# Starburst Galaxy Iceberg migration tool

An interactive notebook used to migrate non-Iceberg tables in a given 
Starburst Galaxy data lake catalog.

See [Migrate Hive tables to Apache Iceberg with Starburst Galaxy tutorial](https://www.starburst.io/tutorials/migrate-hive-tables-to-iceberg-with-starburst-galaxy/#0).

---
## Config & setup

### Galaxy cluster & user credentials

Run the next cell, but realize that it does NOT actually validate your values.

In [None]:
import getpass

# grab credentials from the notebook user to be used when making a connection
host = input("Host name")
username = input("User name")
password = getpass.getpass("Password")

### Migration process parameters

Update the values below to the most appropriate values for your migration effort.

In [137]:
# Galaxy target catalog to perform migration on
tgt_cat = 'mycatalog'

# schema to target migration effort on  
tgt_sch = 'myschema'
#TODO: allow '*' to be valid and used to loop through all schemas in tgt_cat

# CTAS properties used in WITH clause on new tables created for shadow migration
with_props = "type='iceberg', format='orc'"

### Setup PyStarburst session

Should return `[Row(Working='Yes')]` if functional.  If an exception is raised, 
it is likely due to incorrect cluster and/or credentials values.

In [None]:
from pystarburst import Session
from pystarburst import functions as F
from pystarburst.functions import *
from pystarburst.window import Window as W

# PyStarburst setup
session_properties = {
    "host":host,
    "port": 443,
    "http_scheme": "https",
    "auth": trino.auth.BasicAuthentication(username, password)
}
session = Session.builder.configs(session_properties).create()
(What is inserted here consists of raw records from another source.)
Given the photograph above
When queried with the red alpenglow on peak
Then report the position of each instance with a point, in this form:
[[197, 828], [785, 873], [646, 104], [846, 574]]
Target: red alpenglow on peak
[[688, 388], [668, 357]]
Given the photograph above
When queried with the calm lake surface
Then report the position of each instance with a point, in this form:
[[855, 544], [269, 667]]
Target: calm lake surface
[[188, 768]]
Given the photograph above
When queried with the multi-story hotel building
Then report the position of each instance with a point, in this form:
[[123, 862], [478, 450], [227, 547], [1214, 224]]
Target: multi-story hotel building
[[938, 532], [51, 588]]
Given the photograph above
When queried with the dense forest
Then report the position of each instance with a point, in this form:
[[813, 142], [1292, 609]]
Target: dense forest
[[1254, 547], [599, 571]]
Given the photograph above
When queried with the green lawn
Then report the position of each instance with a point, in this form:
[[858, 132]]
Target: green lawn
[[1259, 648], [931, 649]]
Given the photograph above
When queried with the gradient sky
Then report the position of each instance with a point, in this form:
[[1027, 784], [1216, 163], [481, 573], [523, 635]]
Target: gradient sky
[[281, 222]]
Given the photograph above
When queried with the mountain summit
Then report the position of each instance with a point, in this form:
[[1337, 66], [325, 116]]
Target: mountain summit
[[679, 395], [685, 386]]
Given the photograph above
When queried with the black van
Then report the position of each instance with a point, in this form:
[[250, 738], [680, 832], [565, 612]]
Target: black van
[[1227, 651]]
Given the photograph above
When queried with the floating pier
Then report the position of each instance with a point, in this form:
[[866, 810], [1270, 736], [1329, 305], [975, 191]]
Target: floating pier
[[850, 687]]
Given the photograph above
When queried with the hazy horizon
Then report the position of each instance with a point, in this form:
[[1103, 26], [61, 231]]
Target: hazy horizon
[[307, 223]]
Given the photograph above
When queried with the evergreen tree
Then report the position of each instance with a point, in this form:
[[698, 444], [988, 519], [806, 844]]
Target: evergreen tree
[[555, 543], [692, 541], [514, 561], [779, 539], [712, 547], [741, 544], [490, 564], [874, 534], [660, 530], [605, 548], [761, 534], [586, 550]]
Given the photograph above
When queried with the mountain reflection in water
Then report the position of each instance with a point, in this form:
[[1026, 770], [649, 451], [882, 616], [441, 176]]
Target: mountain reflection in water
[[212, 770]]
# validate PyStarburst working
session.sql("select 'Yes' as Working").collect()

### Setup trino-python-client connection

Should return `[['Yes, Working']]` if functional.  If an exception is raised, 
it is likely due to incorrect cluster and/or credentials values.

In [None]:
from trino.dbapi import connect

# trino-python-client setup
conn = connect(
    host=host,
    port=443,
    http_scheme='https',
    auth=trino.auth.BasicAuthentication (username, password)
)
cur = conn.cursor()
cur.execute("select 'Yes, Working' as dummy")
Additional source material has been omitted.